Setting it to 0 will cause keep-caps to deactivate for the current process. In all
cases, keep-caps is deactivated when an exec() is performed. See --secbits for ways
to disable this feature.
--secbits=N
Set the security-bits for the program. This is done using the prctl(2)
PR_SET_SECUREBITS operation. The list of supported bits and their meaning can be
found in the <sys/secbits.h> header file. The program will list these bits via the
--print command. The argument is expressed as a numeric bitmask, in any of the
formats permitted by strtoul(3).
--chroot=path
Execute the chroot(2) system call with the new root-directory (/) equal to path.
This operation requires CAP_SYS_CHROOT to be in effect.
--forkfor=sec
This command causes the program to fork a child process for so many seconds. The
child will sleep that long and then exit with status 0. The purpose of this command
is to support exploring the way processes are killable in the face of capability
changes. See the --killit command. Only one fork can be active at a time.
--killit=sig
This commands causes a --forkfor child to be kill(2)d with the specified signal.

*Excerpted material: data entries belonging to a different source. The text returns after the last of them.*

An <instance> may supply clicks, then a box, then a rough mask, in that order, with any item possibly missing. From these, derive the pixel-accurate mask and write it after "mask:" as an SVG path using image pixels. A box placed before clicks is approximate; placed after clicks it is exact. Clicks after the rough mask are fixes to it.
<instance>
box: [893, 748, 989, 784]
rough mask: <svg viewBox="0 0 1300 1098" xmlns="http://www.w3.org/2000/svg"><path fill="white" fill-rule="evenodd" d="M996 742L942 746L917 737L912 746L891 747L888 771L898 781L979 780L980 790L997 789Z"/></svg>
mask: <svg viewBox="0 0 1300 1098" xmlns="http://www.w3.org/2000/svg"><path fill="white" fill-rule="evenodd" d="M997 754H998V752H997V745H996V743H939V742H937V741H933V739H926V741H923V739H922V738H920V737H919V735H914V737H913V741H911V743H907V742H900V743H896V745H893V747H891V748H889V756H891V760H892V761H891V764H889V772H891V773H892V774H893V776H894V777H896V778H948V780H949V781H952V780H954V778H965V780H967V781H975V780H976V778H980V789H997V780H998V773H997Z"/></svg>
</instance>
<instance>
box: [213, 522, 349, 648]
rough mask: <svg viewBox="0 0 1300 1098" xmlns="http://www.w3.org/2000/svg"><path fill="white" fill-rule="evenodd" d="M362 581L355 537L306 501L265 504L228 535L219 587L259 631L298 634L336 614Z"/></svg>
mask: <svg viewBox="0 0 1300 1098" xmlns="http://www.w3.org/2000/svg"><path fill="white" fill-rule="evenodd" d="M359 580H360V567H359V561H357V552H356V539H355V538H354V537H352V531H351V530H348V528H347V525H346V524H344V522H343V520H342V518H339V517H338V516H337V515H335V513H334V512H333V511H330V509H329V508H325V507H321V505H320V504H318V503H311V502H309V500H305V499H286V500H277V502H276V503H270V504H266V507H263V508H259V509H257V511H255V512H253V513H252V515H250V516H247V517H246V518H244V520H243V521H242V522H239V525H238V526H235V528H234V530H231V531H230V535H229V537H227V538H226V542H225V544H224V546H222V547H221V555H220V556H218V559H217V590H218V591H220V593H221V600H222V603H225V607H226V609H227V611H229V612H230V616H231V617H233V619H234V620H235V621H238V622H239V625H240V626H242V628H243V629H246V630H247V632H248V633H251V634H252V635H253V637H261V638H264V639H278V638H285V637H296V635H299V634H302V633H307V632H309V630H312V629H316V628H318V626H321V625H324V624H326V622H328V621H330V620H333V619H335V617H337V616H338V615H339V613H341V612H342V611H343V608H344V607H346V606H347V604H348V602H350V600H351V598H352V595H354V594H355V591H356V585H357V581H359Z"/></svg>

The command then waits for the child to exit. If the exit status does not match
the signal being used to kill it, the capsh program exits with status 1.
--decode=N
This is a convenience feature. If you look at /proc/1/status there are some
capability related fields of the following form:
CapInh: 0000000000000000
CapPrm: 0000003fffffffff
CapEff: 0000003fffffffff
CapBnd: 0000003fffffffff
CapAmb: 0000000000000000
This option provides a quick way to decode a capability vector represented in this
hexadecimal form. Here's an example that decodes the two lowest capability bits:
$ capsh --decode=3
0x0000000000000003=cap_chown,cap_dac_override
--supports=xxx
As the kernel evolves, more capabilities are added. This option can be used to
verify the existence of a capability on the system. For example,
--supports=cap_syslog will cause capsh to promptly exit with a status of 1 when run
on kernel 2.6.27. However, when run on kernel 2.6.38 it will silently succeed.
--has-p=xxx
Exit with status 1 unless the permitted vector has capability xxx raised.
--has-ambient
Performs a check to see if the running kernel supports ambient capabilities. If
not, capsh exits with status 1.
--has-a=xxx
Exit with status 1 unless the ambient vector has capability xxx raised.
--addamb=xxx
Adds the specified ambient capability to the running process.
--delamb=xxx
Removes the specified ambient capability from the running process.
--noamb
Drops all ambient capabilities from the running process.
EXIT STATUS
Following successful execution, capsh exits with status 0. Following an error, capsh
immediately exits with status 1.
AUTHOR
Written by Andrew G. Morgan <morgan@kernel.org>.
REPORTING BUGS
Please report bugs via:
https://bugzilla.kernel.org/buglist.cgi?component=libcap&list_id=1047723&product=Tools&resolution=---
SEE ALSO
libcap(3), getcap(8), setcap(8) and capabilities(7).